We’ve also integrated build tests into shared-proto. This ensures that the directives defined in protogen.yaml are valid. As a consequence of this guarantee, we can provide a guarantee to services inheriting from shared-proto that they will not face errors during generation.

Services

Now that you’re familiar with how protogen integrates with shared-proto, this is what it looks like on a service level. Here’s protogen.yaml for our example foo service.

File: <service>/protogen.yaml

protogen:
  protoc_version: "3.7.1"
  base_config: "/tmp/shared-proto/protogen.yaml"

envs:
  "shared_proto": "/tmp/shared-proto"
  "output_dir": "./foo/pb"
  "go_import_base": "github.com/carousell/foo/pb"

generate:
  services:
    - name: "foo"
      selected_plugins: [go, orion]

    - name: "bar"
      selected_plugins: [go]

    - name: "baz"
      selected_plugins: [go]

At the service level, we inherit configuration from shared-proto while setting some service-specific variables.

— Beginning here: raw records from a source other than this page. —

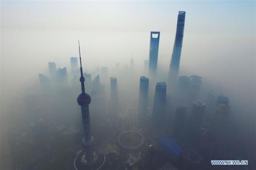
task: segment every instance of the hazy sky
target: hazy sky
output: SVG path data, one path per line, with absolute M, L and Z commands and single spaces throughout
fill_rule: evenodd
M 19 89 L 15 85 L 22 88 L 32 79 L 36 80 L 32 84 L 38 83 L 39 72 L 48 75 L 48 62 L 67 66 L 69 71 L 70 57 L 78 56 L 78 39 L 83 65 L 89 69 L 113 68 L 116 62 L 122 67 L 129 63 L 132 53 L 135 65 L 142 65 L 148 57 L 150 31 L 160 31 L 158 69 L 166 69 L 167 73 L 177 15 L 185 11 L 181 69 L 222 82 L 232 91 L 230 98 L 239 96 L 250 107 L 255 106 L 255 1 L 1 1 L 0 4 L 2 95 L 13 95 L 13 89 Z
M 187 34 L 253 34 L 255 2 L 1 2 L 1 28 L 170 31 L 185 11 Z

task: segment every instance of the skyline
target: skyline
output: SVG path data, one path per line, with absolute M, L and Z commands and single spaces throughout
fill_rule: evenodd
M 4 166 L 255 167 L 256 2 L 0 3 Z

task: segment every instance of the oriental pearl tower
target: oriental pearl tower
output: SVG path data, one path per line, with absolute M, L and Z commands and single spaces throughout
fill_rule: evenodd
M 94 147 L 94 139 L 91 135 L 89 104 L 91 103 L 91 96 L 85 91 L 85 79 L 83 75 L 83 70 L 80 52 L 80 44 L 78 41 L 80 59 L 80 82 L 82 93 L 77 97 L 77 102 L 81 106 L 83 121 L 82 149 L 78 152 L 74 160 L 74 168 L 76 170 L 100 169 L 104 164 L 105 156 L 99 154 Z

Notice that from the service’s perspective, there is no need to be aware of protoc flags. The service is insulated from having to maintain this knowledge. This means that if, for instance, bar service requires a change to their generation directives, only shared-proto needs to be updated. All upstream services relying on bar service require no changes and will continue to just work.

Adding a new service is a matter of adding two lines to protogen.yaml.

File: <service>/generate_protobufs.sh

Here’s the script a service would use to invoke protogen.

#!/bin/bash

PROTOGEN_VERSION=""
GOLANG_PROTOBUF_VERSION=$(go list -f "{{.Version}}" -m github.com/golang/protobuf)
BRANCH="master"
SERVICE=""

while [[ $# -gt 0 ]]
do
key="$1"
case $key in
	-b|--branch)
	BRANCH="$2"
	shift
	shift
	;;
	--service)
	SERVICE="$2"
	shift
	shift
	;;
	*)
	shift
	;;
esac
done

SHARED_PROTO_DIR="$HOME/.shared-proto"
rm -rf $SHARED_PROTO_DIR || true
git clone -b ${BRANCH} --depth 1 git@github.com:carousell/shared-proto.git $SHARED_PROTO_DIR

$SHARED_PROTO_DIR/generate_protobufs.sh \
    --protogen-version      "${PROTOGEN_VERSION}" \
    --go-protobuf-version   "${GOLANG_PROTOBUF_VERSION}" \
    --service               "${SERVICE}"

This script does not differ between services for the most part. Notice how the protobuf version is pinned, retrieved dynamically based on the go mod dependencies. This script essentially just clones shared-proto and invokes shared-proto’s generate_protobufs.sh script. Everything else is taken care by protogen’s config.

Closing thoughts

These changes were primarily motivated by wanting to solve this problem I faced, but over time as the solution started to take shape I started to realize how it could be applied to the company at large. I encourage engineers to take a look at what their pain points are, and to start looking for a solution. If the solution can be applied more broadly (to your team, to your company, to the wider public), then even better. But even if your solution has little adoption, at least you’ve solved a personal problem, and that’s something!

Overall I’m quite happy with how protobuf management at Carousell has improved since these changes and tooling were introduced. So far I’ve not had protobuf generation break since integrating my services with protogen. I’ve also experienced far fewer headaches since.